Data Analysis is the process of looking at data of previous events and using statistics to better understand the phenomena behind it. Having a better understanding of a phenomena allows for more accurate predictions and estimates of the future. Over the last few years, Data Analysis and other Data Sciences have become immensely popular in the world of business due to the rise of research in the field and lower costs of analysis. Having a better understanding of what will happen in the future allows businesses to make better decisions in the present.

## What is Data

**Data** is a collection of information which can be used as base for performing analysis and decision making. Data can come in all shapes and sizes, but traditionally, there are two types of data:

- Numerical Data
- Categorical Data

## Example #1: Numerical Data

**Numerical Data** is what is most common associated with the term data and consists of numerical values that can be used for mathematical analysis.

Examples:

- Sales of a given product
- Temperature on a given day
- Steps taken in a day

### Size of apartment vs its price

Here is the data on apartments in the local area. The chart given information about the size of an apartment vs its monthly rent

Sqrt Ft | Rent |
---|---|

722 | 1682 |

1340 | 2345 |

900 | 1595 |

854 | 1622 |

1151 | 2015 |

600 | 1330 |

843 | 1705 |

650 | 1532 |

644 | 1329 |

591 | 1265 |

After plotting the data, it is clear that there is some correlation between the two pieces of data. Apartments that are larger appear to cost more than those that are smaller.
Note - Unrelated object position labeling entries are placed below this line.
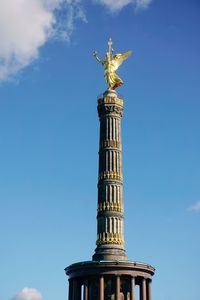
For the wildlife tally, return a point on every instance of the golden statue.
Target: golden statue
(111, 64)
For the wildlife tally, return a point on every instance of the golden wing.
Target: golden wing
(118, 59)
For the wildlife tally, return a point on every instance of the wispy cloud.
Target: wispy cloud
(25, 26)
(196, 207)
(28, 294)
(117, 5)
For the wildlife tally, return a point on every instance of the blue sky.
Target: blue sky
(49, 140)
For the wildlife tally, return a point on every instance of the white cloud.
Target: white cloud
(26, 25)
(196, 207)
(116, 5)
(28, 294)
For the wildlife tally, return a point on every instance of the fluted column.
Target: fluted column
(101, 288)
(149, 289)
(70, 291)
(85, 297)
(110, 210)
(143, 290)
(117, 287)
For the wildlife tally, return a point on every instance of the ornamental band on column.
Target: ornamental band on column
(110, 275)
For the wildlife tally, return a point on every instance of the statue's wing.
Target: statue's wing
(118, 59)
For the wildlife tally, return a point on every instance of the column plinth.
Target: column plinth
(110, 210)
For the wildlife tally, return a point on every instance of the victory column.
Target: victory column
(110, 275)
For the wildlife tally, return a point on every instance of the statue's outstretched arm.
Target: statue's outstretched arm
(97, 58)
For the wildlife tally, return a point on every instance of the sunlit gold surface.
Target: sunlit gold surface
(111, 64)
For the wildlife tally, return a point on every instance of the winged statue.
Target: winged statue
(111, 64)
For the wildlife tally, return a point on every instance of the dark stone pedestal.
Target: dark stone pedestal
(109, 280)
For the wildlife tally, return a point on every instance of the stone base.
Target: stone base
(109, 252)
(103, 280)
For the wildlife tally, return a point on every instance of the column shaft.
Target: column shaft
(86, 290)
(70, 292)
(143, 290)
(101, 288)
(149, 290)
(133, 288)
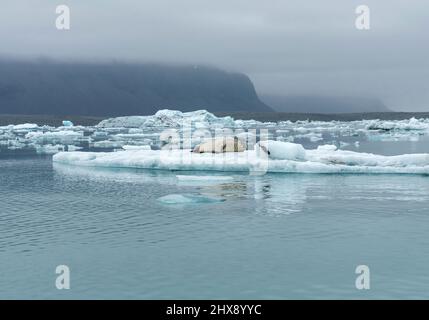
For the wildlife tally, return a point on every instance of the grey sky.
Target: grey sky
(285, 46)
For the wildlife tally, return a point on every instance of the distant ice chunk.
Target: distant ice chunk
(188, 199)
(129, 147)
(203, 178)
(25, 126)
(169, 118)
(279, 150)
(67, 123)
(405, 125)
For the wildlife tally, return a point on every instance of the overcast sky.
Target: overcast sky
(285, 46)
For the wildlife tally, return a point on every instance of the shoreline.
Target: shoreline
(56, 120)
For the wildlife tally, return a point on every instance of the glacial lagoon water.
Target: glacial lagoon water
(275, 236)
(152, 234)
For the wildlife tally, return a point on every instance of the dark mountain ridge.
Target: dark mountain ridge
(119, 89)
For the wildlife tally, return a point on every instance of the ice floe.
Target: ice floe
(188, 199)
(289, 158)
(185, 130)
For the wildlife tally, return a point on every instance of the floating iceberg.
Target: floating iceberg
(67, 123)
(188, 199)
(289, 158)
(404, 125)
(203, 178)
(170, 119)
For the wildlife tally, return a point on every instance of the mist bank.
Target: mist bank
(119, 89)
(324, 104)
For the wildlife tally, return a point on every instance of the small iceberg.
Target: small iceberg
(67, 123)
(203, 178)
(188, 199)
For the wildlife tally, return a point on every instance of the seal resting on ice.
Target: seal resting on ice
(279, 150)
(220, 145)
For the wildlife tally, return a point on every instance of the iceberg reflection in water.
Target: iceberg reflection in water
(274, 236)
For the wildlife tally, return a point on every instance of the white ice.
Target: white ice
(325, 159)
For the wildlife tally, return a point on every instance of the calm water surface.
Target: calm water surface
(275, 236)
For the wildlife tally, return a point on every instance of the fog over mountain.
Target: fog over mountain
(118, 89)
(324, 104)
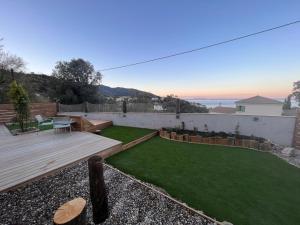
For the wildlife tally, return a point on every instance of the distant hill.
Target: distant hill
(120, 91)
(39, 87)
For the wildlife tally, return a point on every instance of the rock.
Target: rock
(288, 151)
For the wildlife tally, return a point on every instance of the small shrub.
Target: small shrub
(20, 100)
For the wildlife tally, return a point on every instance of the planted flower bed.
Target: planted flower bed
(216, 138)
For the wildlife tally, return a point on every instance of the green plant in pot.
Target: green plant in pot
(19, 98)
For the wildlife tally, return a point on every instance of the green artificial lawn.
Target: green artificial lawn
(125, 134)
(14, 126)
(244, 187)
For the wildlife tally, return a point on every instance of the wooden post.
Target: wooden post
(71, 213)
(12, 74)
(97, 189)
(177, 108)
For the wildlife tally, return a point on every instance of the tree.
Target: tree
(77, 82)
(9, 61)
(287, 102)
(20, 100)
(78, 71)
(296, 91)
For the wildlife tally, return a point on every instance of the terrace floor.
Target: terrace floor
(30, 156)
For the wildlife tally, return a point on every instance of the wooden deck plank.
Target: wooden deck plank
(29, 156)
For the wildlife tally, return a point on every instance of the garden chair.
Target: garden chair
(62, 123)
(42, 121)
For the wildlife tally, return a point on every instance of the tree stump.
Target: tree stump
(97, 189)
(71, 213)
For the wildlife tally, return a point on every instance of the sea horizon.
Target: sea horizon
(214, 102)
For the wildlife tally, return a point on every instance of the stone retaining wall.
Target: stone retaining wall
(278, 129)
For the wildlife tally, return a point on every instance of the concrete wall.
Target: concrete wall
(261, 109)
(47, 109)
(278, 129)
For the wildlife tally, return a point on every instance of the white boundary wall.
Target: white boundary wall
(278, 129)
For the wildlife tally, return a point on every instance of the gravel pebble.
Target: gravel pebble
(129, 201)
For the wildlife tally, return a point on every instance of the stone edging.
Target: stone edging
(218, 141)
(200, 213)
(271, 151)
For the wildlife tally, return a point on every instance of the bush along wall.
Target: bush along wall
(216, 138)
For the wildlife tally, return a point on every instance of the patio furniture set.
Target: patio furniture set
(59, 123)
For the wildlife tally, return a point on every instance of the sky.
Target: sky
(112, 33)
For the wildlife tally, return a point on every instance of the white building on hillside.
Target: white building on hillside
(259, 105)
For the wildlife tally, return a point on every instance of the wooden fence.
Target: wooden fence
(7, 112)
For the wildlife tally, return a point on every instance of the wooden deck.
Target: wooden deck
(30, 156)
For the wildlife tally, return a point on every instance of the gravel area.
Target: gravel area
(129, 201)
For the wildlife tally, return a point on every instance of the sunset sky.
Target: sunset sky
(112, 33)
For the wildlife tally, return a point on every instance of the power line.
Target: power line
(201, 48)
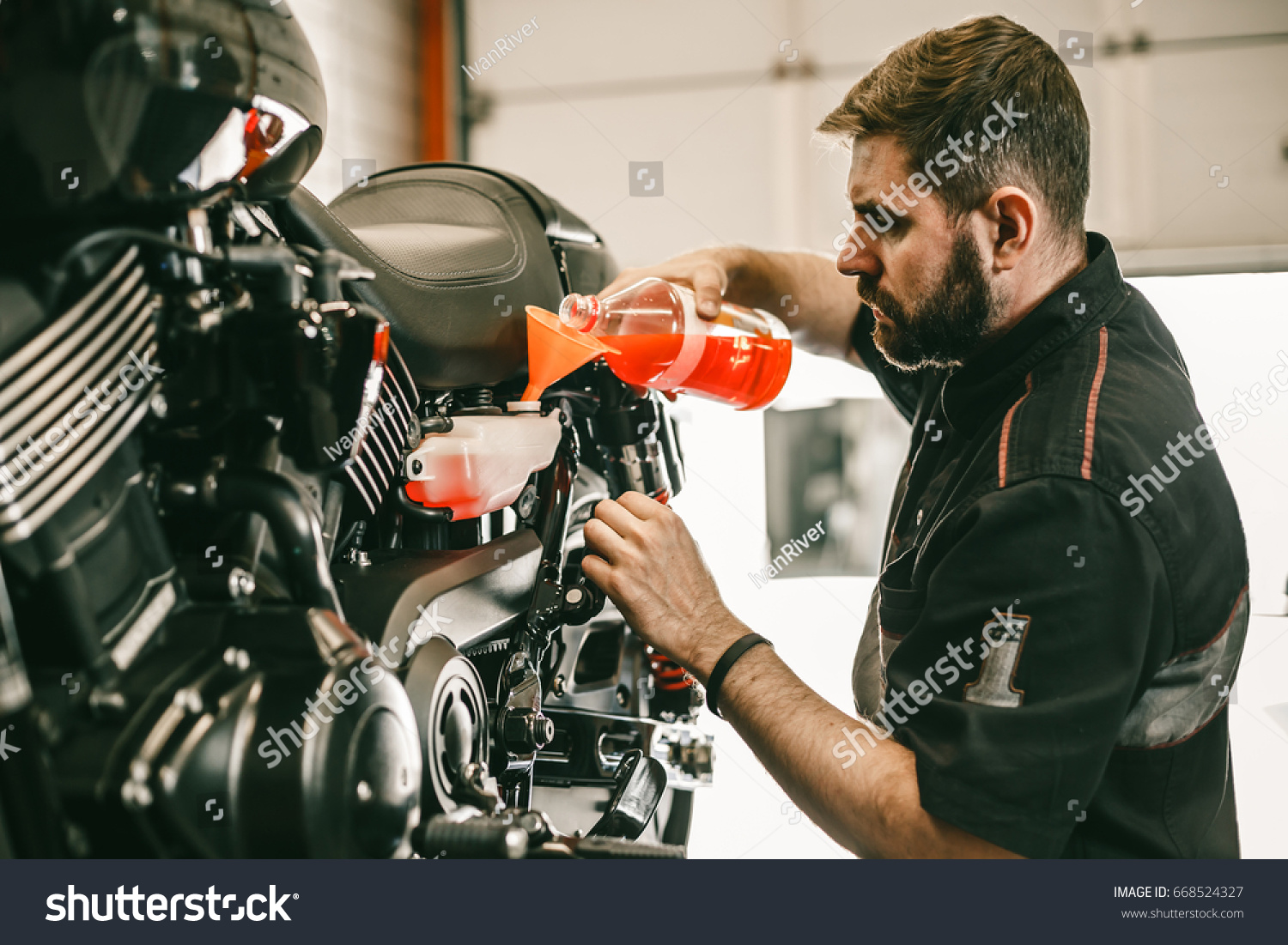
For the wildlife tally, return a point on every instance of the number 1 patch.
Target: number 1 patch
(1004, 641)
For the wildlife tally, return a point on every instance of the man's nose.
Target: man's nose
(854, 259)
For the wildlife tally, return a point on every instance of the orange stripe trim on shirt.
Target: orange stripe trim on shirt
(1006, 432)
(1092, 402)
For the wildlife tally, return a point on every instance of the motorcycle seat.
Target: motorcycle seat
(458, 251)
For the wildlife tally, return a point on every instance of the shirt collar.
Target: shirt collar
(973, 391)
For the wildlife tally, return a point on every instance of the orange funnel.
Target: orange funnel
(556, 350)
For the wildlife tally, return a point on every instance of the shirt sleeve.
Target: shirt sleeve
(1054, 599)
(903, 388)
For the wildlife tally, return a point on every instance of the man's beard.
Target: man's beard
(948, 324)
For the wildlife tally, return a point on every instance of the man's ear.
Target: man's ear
(1010, 218)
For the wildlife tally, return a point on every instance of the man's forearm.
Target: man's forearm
(872, 806)
(804, 288)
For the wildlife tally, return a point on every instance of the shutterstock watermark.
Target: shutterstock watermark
(167, 908)
(922, 183)
(281, 742)
(996, 657)
(1182, 455)
(134, 375)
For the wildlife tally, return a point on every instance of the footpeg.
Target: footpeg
(641, 782)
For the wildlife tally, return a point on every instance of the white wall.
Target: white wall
(368, 53)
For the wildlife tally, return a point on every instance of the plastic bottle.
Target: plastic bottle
(741, 358)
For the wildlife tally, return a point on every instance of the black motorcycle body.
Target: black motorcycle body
(227, 627)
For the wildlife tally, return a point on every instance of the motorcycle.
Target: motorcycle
(232, 625)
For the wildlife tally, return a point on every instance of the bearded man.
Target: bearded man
(1051, 643)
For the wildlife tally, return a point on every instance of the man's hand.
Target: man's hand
(648, 563)
(706, 272)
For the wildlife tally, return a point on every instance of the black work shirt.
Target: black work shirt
(1064, 587)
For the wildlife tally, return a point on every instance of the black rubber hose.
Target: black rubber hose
(296, 535)
(481, 839)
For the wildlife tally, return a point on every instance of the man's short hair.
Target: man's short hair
(945, 82)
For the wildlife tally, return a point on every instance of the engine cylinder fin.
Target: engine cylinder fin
(62, 371)
(48, 339)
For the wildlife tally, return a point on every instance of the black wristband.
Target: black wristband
(726, 663)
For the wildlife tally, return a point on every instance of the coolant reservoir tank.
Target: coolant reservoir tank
(482, 463)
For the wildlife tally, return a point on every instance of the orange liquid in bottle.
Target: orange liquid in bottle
(643, 357)
(744, 371)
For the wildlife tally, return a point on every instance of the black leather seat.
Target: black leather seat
(458, 251)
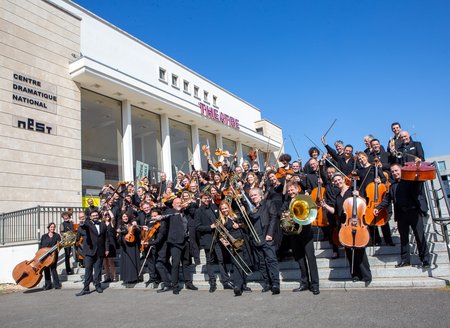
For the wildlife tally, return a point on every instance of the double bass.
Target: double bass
(29, 273)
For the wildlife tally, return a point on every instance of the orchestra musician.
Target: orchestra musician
(265, 220)
(359, 263)
(50, 239)
(303, 248)
(410, 208)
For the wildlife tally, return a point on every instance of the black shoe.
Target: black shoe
(246, 289)
(301, 288)
(266, 289)
(164, 289)
(190, 285)
(83, 292)
(426, 265)
(228, 285)
(403, 264)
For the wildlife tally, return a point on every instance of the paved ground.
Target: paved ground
(144, 308)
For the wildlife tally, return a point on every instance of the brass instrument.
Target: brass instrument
(303, 209)
(288, 225)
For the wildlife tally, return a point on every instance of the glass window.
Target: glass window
(181, 146)
(204, 138)
(146, 129)
(101, 141)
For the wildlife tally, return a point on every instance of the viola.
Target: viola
(147, 234)
(375, 192)
(317, 194)
(418, 171)
(354, 232)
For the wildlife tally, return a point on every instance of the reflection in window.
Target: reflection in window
(146, 129)
(180, 146)
(205, 138)
(101, 141)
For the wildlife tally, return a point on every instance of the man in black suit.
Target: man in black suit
(410, 208)
(265, 221)
(95, 247)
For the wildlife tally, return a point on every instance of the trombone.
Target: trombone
(232, 245)
(251, 208)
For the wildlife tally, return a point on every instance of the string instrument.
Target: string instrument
(147, 234)
(317, 195)
(354, 232)
(375, 192)
(418, 171)
(29, 273)
(129, 237)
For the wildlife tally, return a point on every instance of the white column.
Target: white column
(196, 159)
(127, 142)
(166, 157)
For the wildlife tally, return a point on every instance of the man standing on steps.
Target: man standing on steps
(410, 209)
(95, 247)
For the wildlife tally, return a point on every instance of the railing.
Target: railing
(29, 224)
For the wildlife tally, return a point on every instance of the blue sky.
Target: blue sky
(306, 63)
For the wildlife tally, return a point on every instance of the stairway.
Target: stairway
(333, 273)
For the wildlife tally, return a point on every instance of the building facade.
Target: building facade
(84, 104)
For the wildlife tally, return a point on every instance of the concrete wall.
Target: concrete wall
(37, 43)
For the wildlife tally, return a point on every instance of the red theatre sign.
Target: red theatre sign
(215, 115)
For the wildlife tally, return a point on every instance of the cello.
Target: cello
(29, 273)
(375, 192)
(354, 232)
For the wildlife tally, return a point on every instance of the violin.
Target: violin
(147, 234)
(129, 237)
(317, 195)
(375, 192)
(418, 171)
(354, 232)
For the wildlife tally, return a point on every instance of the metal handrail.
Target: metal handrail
(28, 224)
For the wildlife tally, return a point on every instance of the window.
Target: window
(186, 86)
(162, 74)
(174, 81)
(442, 166)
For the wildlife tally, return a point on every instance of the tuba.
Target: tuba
(303, 209)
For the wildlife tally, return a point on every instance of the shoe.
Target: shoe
(315, 291)
(83, 292)
(164, 289)
(246, 289)
(228, 285)
(190, 285)
(266, 289)
(300, 289)
(403, 264)
(426, 265)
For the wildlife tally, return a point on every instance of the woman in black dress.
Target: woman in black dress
(129, 243)
(49, 240)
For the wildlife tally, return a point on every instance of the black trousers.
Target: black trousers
(359, 267)
(93, 271)
(50, 274)
(414, 219)
(303, 249)
(268, 264)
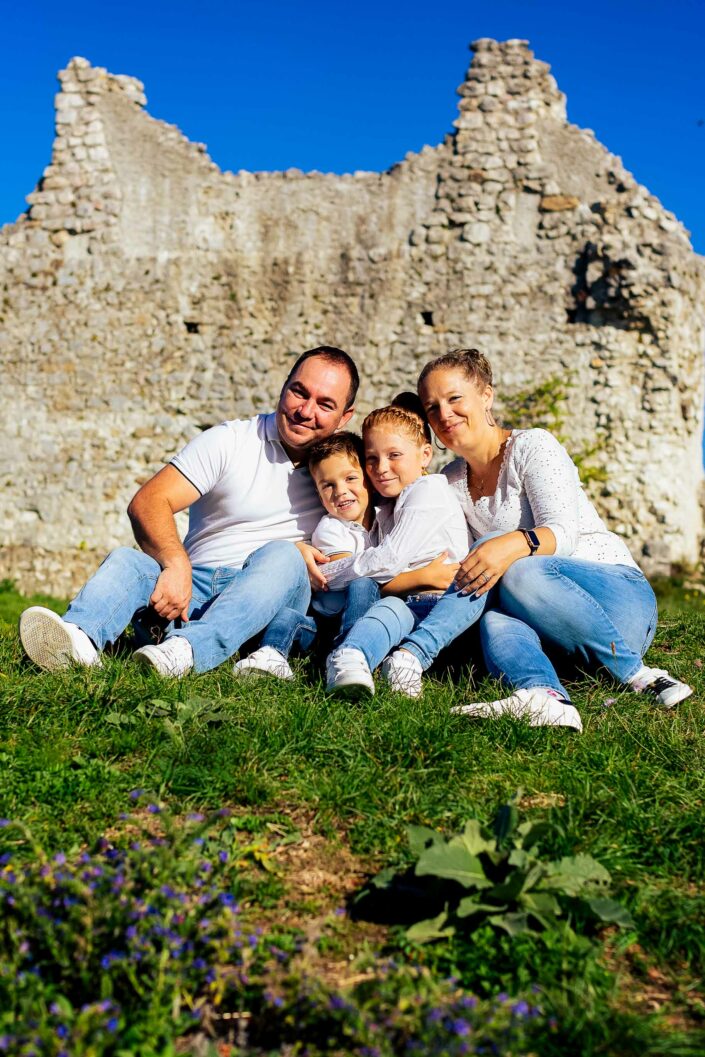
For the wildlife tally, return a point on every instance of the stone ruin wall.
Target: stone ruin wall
(146, 294)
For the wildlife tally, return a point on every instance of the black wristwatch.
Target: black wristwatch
(532, 539)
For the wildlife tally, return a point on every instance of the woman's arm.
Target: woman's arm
(438, 575)
(551, 483)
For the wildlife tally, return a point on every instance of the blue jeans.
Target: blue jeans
(291, 626)
(601, 614)
(228, 606)
(423, 624)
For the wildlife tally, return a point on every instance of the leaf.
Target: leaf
(505, 822)
(532, 833)
(430, 929)
(117, 719)
(515, 924)
(452, 861)
(574, 873)
(422, 837)
(469, 906)
(610, 910)
(475, 839)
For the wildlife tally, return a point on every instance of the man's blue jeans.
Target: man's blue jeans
(228, 606)
(423, 624)
(291, 626)
(600, 614)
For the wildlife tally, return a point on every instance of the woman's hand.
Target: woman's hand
(488, 561)
(313, 558)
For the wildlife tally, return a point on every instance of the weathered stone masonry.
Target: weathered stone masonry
(146, 294)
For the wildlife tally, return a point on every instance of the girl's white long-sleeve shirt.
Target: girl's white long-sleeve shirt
(538, 486)
(424, 520)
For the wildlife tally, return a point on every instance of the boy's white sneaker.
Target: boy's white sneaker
(265, 661)
(662, 687)
(53, 643)
(173, 656)
(540, 706)
(404, 673)
(348, 673)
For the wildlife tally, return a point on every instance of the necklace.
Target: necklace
(478, 483)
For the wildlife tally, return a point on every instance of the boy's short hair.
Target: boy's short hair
(338, 444)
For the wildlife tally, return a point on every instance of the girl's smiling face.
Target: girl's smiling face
(393, 459)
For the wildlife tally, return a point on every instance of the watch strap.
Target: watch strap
(532, 540)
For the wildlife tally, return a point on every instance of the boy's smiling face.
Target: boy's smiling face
(342, 487)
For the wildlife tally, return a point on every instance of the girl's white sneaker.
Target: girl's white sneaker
(660, 686)
(539, 706)
(173, 656)
(265, 661)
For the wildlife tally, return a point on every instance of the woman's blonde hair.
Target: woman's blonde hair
(474, 364)
(410, 423)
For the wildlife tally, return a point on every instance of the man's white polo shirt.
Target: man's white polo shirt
(251, 492)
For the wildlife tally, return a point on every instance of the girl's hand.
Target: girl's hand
(487, 562)
(313, 558)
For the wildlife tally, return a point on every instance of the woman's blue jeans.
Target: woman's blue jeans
(599, 614)
(291, 626)
(228, 606)
(423, 624)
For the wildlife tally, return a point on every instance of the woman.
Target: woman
(559, 575)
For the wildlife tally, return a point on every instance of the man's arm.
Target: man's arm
(151, 513)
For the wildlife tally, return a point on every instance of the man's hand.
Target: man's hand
(172, 593)
(487, 563)
(313, 558)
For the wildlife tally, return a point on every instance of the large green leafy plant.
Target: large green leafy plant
(496, 876)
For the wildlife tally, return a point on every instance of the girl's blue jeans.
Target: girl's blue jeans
(228, 606)
(291, 626)
(597, 613)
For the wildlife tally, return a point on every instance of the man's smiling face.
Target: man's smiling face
(312, 405)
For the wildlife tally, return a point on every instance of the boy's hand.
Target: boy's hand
(313, 557)
(441, 574)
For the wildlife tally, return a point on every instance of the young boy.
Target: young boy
(336, 466)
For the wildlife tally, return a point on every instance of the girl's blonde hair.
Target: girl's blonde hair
(409, 423)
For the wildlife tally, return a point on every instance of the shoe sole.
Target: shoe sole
(351, 691)
(680, 694)
(568, 718)
(259, 673)
(47, 642)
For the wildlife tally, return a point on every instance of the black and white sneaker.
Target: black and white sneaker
(662, 687)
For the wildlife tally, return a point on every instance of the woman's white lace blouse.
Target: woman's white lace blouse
(538, 487)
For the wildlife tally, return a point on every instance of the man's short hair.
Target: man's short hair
(332, 355)
(338, 444)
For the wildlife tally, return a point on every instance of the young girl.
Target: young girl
(421, 516)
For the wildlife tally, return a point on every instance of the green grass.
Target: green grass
(630, 791)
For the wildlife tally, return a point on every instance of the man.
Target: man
(249, 500)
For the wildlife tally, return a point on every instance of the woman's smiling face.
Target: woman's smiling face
(393, 460)
(456, 407)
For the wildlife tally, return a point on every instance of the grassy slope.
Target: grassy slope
(630, 790)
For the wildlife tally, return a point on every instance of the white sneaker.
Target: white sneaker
(348, 673)
(53, 643)
(404, 673)
(661, 686)
(173, 656)
(539, 705)
(265, 661)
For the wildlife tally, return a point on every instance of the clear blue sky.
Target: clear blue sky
(341, 87)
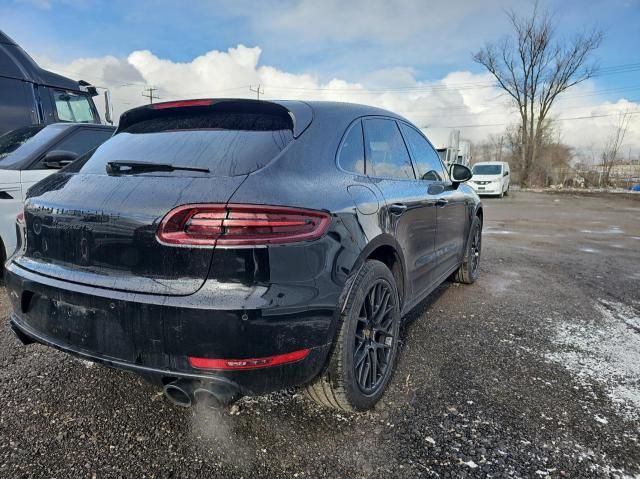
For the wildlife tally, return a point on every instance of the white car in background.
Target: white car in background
(491, 178)
(32, 153)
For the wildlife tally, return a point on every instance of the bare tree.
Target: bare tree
(612, 148)
(533, 67)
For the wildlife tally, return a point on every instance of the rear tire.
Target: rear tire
(364, 357)
(468, 271)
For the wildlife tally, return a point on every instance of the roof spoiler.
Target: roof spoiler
(299, 113)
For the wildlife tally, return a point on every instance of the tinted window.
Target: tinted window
(73, 107)
(79, 142)
(12, 140)
(385, 150)
(425, 158)
(487, 169)
(39, 140)
(227, 144)
(351, 155)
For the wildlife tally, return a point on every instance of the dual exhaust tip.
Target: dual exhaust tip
(212, 395)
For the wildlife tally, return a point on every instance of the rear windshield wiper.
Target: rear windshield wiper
(133, 167)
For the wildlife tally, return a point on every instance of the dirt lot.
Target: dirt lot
(533, 371)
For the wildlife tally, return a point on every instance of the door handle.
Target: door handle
(398, 208)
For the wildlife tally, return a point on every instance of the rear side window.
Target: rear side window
(73, 107)
(228, 144)
(351, 155)
(425, 157)
(386, 153)
(79, 142)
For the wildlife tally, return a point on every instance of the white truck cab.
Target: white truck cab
(491, 178)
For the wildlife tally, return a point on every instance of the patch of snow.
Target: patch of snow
(605, 352)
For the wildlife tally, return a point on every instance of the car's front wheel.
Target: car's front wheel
(365, 351)
(468, 270)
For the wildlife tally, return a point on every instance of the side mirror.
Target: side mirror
(459, 173)
(59, 159)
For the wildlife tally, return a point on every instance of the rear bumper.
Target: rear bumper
(488, 190)
(155, 335)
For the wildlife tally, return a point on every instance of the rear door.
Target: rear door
(409, 213)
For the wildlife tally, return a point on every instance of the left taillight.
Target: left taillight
(240, 225)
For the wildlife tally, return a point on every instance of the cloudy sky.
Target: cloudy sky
(412, 56)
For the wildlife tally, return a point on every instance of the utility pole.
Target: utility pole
(151, 96)
(258, 91)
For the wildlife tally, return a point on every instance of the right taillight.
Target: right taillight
(240, 225)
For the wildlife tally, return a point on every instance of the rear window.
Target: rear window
(228, 144)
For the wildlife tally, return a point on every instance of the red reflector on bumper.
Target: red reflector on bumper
(254, 363)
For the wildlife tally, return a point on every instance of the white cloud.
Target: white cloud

## Example #2: Categorical Data

**Categorical Data** consists of a data that mathematical functions cannot be applied to and is usually represented by strings or booleans.

Examples:

- City in which people live
- People’s favorite color
- States in which a product is sold
- Days of the week

### Cities and Colors

Below are the results of a survey. It contains data about the name of the people taking the survey, the city that they live in, and their favorite color.

Person | City | Favorite Color |
---|---|---|

Justin | Phoenix | Green |

Peter | Columbus | Yellow |

Thomas | San Antonio | Blue |

Theresa | New York City | Black |

Catherine | Chicago | Red |

Julia | New York City | Green |

Terry | Houston | Brown |

Kevin | Dallas | Blue |

Christine | San Francisco | Purple |

Johnny | Seattle | Blue |

Although this chart contains no numerical values but is still useful for analysis. For example, the color blue is repeated 3 times as a someones favorite color. This would imply that it is probably a very popular color for people.